In an interview, session comoderator Dr. Amy Crepeau, a neurologist at the Mayo Clinic Arizona in Phoenix, said the observed incidence of pulmonary edema raises important questions: “Is this something we need to be more conscientious about and really intervene more closely? Should we be shortening the duration of time before we stop seizures and not letting them go as long? It seems as though they have done that at UC Davis – kind of limited the number of seizures that they allow patients to have in the epilepsy monitoring unit.”

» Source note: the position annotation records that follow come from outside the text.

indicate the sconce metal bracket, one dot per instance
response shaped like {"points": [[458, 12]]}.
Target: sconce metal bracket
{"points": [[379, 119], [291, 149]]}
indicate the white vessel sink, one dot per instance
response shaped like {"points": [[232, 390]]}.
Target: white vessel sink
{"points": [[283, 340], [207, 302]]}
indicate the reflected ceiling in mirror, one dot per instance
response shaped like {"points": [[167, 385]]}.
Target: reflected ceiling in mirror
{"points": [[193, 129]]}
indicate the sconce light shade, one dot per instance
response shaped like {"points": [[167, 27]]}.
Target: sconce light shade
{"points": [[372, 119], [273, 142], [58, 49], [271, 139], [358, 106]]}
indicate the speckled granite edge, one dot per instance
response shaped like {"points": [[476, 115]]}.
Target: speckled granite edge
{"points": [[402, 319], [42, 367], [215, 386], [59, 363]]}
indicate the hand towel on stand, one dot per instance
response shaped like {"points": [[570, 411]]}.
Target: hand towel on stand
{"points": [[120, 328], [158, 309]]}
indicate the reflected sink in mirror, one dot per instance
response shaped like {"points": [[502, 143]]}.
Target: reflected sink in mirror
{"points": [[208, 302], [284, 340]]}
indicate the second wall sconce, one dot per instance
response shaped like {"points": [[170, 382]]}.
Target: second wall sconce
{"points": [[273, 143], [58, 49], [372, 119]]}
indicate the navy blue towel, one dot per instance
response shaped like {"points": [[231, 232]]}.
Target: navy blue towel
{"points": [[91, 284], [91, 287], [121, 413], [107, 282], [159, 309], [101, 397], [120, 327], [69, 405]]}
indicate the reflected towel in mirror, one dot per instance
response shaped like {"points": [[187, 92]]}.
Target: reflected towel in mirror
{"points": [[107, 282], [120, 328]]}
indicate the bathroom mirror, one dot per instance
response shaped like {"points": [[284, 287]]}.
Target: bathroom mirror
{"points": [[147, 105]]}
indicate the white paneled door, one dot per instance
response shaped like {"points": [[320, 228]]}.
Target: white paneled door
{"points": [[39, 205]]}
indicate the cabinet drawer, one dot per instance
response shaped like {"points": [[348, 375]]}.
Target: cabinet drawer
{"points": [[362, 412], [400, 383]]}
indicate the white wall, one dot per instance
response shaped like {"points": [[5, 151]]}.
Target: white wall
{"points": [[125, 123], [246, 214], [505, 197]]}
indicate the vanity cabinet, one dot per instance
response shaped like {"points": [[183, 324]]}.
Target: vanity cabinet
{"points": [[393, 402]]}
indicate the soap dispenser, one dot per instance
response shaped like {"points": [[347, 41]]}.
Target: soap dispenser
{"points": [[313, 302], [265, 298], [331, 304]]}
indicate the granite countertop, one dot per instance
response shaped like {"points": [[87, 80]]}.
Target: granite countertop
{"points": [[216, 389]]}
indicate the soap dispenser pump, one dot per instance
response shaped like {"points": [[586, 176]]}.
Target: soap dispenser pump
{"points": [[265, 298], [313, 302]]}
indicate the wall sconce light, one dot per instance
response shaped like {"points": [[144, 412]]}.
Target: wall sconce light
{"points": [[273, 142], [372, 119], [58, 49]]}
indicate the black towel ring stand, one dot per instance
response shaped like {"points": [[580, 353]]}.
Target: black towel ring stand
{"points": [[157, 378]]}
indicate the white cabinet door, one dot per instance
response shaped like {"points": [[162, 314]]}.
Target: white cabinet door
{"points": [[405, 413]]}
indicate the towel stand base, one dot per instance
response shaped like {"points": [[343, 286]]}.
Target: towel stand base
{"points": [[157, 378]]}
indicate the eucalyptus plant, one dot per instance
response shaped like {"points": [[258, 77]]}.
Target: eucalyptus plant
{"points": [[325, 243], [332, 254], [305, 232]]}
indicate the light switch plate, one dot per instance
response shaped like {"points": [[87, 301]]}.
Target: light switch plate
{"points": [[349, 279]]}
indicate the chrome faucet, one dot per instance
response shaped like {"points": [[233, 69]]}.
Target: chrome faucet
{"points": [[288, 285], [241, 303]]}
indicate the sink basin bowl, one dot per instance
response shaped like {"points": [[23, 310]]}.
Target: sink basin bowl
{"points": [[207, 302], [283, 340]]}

“This study comes back to this issue of who’s at risk for SUDEP, what are the causes for SUDEP, and what are the interventions we can use to try to prevent that or lessen the risk for it,” she added. “We are looking forward to seeing whether these patients have any increased risk of SUDEP that associates with the pulmonary edema.”
Dr. Kennedy and colleagues studied 24 consecutive adult patients, mean age 32, who experienced generalized convulsive seizures while undergoing monitoring in the UC Davis EMU, where all patients with such seizures receive a chest x-ray soon afterward as a safety measure.
Overall, 29% of the patients were found to have pulmonary edema, with or without focal infiltrates, on their chest x-ray, and another 17% were found to have focal infiltrates only.
The mean time elapsed between the seizure and the chest x-ray acquisition was 225 minutes in the patients with abnormal findings and 196 minutes in the patients with normal findings, a nonsignificant difference, reported Dr. Kennedy, who disclosed that he had no relevant conflicts of interest.
The seizure duration was more than twice as long among patients with chest x-ray abnormalities as among counterparts without these abnormalities (250 vs. 101 seconds; P = .002), and the probability of abnormalities increased with seizure duration.
The groups with and without chest x-rays abnormalities did not differ significantly with respect to a variety of demographic and cardiorespiratory and other clinical factors, however.